This is not exactly a C question; there are several questions.
1) It depends on the finite element formulation (which itself
depends on the application). Let us assume that you have only
local stiffness matrices; the usual way to progress is to
calculate the local stiffness matrices elementwise and add
them to the global stiffness matrix. This part can be easily
parallelized and most formulations offer themselves.
Decide whether you want to manipulate matrix rows and columns
and the right hand side for natural and essential (Neumann or
Dirichlet, or maybe even Robin) boundary conditions or whether
you want to eliminate these rows and columns as far as possible.
Depending on the boundary direction, parametrisation, and the
boundary conditions, assembly of the boundary conditions can
become quite nontrivial.
2) The way to store the matrix depends on the intended solver
for the linear system.
If you use a multigrid method or another iterative solver,
you should not go for a too dumb compressed row or column
format.
If you intend to use a standard direct solver (say LU), then
there are enough variants for the CRS.
3) Your question about the matrix format and the "update and
assembly" may be a C question if presented correctly.
4) There is at least one finite element toolbox written in C:
ug. I do not recommend it for someone who is not deeply
immersed in Numerical Mathematics and a very good C
programmer.

There probably are newsgroups and mailing lists which can
answer questions 1)-4) better than comp.lang.c.

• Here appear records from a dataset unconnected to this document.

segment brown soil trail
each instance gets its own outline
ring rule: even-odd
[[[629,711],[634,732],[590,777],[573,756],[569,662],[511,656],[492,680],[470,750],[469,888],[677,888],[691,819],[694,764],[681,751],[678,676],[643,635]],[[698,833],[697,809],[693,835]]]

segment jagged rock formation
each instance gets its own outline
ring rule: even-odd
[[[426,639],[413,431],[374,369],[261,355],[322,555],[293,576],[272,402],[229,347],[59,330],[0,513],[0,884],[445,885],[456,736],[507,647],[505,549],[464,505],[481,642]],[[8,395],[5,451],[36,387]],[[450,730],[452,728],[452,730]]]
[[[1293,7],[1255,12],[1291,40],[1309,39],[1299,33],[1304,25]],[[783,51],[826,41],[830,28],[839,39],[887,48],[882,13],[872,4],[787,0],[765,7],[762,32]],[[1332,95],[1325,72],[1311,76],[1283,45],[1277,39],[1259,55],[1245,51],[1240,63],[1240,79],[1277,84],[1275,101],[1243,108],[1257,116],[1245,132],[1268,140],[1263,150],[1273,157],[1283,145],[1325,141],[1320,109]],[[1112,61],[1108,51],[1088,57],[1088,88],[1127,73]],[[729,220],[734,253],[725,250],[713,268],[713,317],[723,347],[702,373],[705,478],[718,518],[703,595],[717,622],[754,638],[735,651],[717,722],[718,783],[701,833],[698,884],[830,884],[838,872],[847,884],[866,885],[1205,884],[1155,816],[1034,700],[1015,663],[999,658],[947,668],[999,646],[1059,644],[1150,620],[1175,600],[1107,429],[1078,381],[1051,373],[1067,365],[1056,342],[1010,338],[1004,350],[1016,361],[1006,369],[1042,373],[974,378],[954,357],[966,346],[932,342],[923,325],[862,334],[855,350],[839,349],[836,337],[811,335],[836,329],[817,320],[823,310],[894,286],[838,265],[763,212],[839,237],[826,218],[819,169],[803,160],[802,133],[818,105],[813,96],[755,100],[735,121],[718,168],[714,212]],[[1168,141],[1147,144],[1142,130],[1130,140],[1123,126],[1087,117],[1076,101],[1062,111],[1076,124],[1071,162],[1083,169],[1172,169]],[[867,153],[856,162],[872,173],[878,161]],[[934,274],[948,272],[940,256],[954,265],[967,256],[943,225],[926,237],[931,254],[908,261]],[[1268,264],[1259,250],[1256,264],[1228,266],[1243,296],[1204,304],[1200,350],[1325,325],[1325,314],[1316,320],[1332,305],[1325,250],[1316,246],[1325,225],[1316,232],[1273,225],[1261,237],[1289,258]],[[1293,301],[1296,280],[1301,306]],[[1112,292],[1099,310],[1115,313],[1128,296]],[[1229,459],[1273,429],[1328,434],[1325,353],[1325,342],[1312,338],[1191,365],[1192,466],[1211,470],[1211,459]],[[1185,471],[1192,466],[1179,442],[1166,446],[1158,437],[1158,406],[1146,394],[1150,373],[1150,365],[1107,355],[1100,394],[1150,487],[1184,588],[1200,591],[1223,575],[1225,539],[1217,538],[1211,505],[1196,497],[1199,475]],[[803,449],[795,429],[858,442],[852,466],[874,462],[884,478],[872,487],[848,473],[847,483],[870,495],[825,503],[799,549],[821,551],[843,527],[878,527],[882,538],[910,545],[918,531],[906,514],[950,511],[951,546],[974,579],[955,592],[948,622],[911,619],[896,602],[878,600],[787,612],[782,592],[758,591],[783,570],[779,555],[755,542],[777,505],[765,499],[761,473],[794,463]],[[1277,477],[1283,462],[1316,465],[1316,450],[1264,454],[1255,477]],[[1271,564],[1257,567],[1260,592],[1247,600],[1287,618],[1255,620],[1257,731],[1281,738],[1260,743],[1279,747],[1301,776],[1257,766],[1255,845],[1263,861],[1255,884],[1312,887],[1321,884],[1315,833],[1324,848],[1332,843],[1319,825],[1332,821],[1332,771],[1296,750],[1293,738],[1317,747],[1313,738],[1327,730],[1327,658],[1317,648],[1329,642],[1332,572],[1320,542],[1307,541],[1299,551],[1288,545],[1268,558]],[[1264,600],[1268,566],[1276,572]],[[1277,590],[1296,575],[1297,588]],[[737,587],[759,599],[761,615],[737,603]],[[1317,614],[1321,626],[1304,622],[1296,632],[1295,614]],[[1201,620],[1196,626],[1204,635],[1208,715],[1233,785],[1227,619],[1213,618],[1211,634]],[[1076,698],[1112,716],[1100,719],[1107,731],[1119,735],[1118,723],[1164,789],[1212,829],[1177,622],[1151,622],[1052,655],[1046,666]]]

Back to the C part of your question: Give us C code showing
how your variety of CRS is defined; then explain your problem
in terms of C.
However, people in another newsgroup or mailing list may be
able to point you to tested and working C code for your
purposes.
Cheers
Michael
--
E-Mail: Mine is an /at/ gmx /dot/ de address.
Mar 23 '06 #2

P: n/a
In article <11********************@e56g2000cwe.googlegroups.c om>,
Babak <b.*******@gmail.com> wrote:

I'm working on some Finite Elements(FE) codes in C and now I
encountered some problems in assembly stage. The main idea is that a
large number of 3 by 3 elemental stiffness matrices are calculated and
then they should mapped to specific elements in a very big and sparse
global stiffness matrix. I think the preferred storage format for the
sparse matrix is Compresses Row Storage (CRS) format because it is
compatible with many different sparse solver packages. Now the problem
is that I have no idea how to update and assemble "ia" (pointers to the
begining of each row), "ja" (column indices) and "a" (nonzero values)
arrays as each local stiffness matrix is calculated in the loop. Is it
a better idea to first calculate all the elemental stiffness matrices
and then assemble them in the global system once at the end or I should
update these three arrays each time a local matrix is calculated? I
think SPARSE function in MATLAB can do much of these works for me but I
can't find any similar fuction in C. Since this is my first Finite
Element program, any comments, algorithms or references on this issue
will be a great help.


Search the web for UMFPACK. This is an open source library,
written in standard C, for storing sparse matrices and solving
sparse linear systems. It is especially well-suited for finite
element computations. Matlab's sparse matrix functions are
based on UMFPACK.

Here is how you would assemble the global stiffness matrix.
Let nelems be the number of elements. You say each element
stiffness matrix is 3x3. Here is a sketch of what you will do:

int *Ti, *Tj;
double *Tx;
int i, j, k, elemno;

Ti = malloc(3 * 3 * nelems * sizeof *Ti);
Tj = malloc(3 * 3 * nelems * sizeof *Tj);
Tx = malloc(3 * 3 * nelems * sizeof *Tx);

k = 0;
for (elemno=0; elemno<nelems; elemno++)
for (i=0; i<3; i++)
for (j=0; j<3; j++) {
Ti[k] = I;
Tj[k] = J;
Tx[k] = m[i][j];
k++;
}

Here m[][] is the stiffness matrix of the element under
consideration and I and J are the row and column numbers in
the global stiffness matrix where m[i][j] is to be stored.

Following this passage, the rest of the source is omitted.